A promising application of ML to improve prediction of take-off times to enhance the accuracy of a ground-based prediction of an aircraft’s 4D trajectory (three spatial dimensions plus the time dimension) has been the subject of a study by EUROCONTROL in 2019.

At present, the most accurate estimated take-off time (ETOT) for each individual flight is provided by the network manager’s enhanced traffic flow management system (ETFMS).

The ETFMS messages are sent to Air Navigation Service Providers (ANSPs) for flights entering their airspace and to aircraft operators (AOs) by the Network Manager Operations Centre (NMOC) each time there is an event triggering a recalculation of an aircraft’s flight data.

In reality, aircraft do not always take off according to the ETOTs reported by the ETFMS due to several reasons including congestion, bad weather conditions at the departure airport and reactionary delay.
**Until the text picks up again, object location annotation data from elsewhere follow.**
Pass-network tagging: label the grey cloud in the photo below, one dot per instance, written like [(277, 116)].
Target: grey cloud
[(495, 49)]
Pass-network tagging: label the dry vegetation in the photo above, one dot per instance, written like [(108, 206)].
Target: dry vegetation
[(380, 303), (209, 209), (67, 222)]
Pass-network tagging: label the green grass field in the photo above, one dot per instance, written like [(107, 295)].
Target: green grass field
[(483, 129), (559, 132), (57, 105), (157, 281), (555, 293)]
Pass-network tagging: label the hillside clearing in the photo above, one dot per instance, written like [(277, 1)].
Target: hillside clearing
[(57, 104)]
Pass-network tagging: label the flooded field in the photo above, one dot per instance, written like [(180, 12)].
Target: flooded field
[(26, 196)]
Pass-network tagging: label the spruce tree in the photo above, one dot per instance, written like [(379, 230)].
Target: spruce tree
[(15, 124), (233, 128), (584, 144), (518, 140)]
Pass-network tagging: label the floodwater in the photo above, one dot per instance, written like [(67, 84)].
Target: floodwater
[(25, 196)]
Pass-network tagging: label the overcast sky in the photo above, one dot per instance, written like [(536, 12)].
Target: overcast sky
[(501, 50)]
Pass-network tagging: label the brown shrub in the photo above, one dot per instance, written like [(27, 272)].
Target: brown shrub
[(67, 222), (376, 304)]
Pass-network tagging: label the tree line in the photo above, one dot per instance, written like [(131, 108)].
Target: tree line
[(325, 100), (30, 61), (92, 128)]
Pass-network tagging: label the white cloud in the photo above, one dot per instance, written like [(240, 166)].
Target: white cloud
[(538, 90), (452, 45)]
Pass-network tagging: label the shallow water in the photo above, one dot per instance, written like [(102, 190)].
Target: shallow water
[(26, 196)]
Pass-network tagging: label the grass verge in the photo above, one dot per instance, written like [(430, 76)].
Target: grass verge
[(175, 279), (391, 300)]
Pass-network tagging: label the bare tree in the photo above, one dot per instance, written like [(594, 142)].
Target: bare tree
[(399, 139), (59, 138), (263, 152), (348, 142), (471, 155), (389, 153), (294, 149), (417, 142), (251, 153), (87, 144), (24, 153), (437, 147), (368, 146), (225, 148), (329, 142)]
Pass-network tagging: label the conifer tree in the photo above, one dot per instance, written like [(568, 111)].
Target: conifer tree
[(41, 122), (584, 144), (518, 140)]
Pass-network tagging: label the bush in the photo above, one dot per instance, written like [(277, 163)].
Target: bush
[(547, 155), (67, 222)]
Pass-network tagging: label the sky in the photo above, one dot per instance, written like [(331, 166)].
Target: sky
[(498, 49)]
The ML prototype developed by EUROCONTROL takes into account several of these factors in order to improve the take-off time prediction of individual flights before their Estimated Off-Block Time (EOBT).

Early successes

Two early successes include predicting passenger transfer connections and 4D trajectories.

London Heathrow Airport deployed a ML tool following a successful study, led by EUROCONTROL in early 2016 with the cooperation of University College London (UCL) and Darden Business school. The related decision support tool enhances key passenger transfer processes through data-driven predictions and the associated ML algorithm.

A second success story is in the EUROCONTROL Maastricht Upper Area Control Centre, where ML was used to predict 4D trajectories.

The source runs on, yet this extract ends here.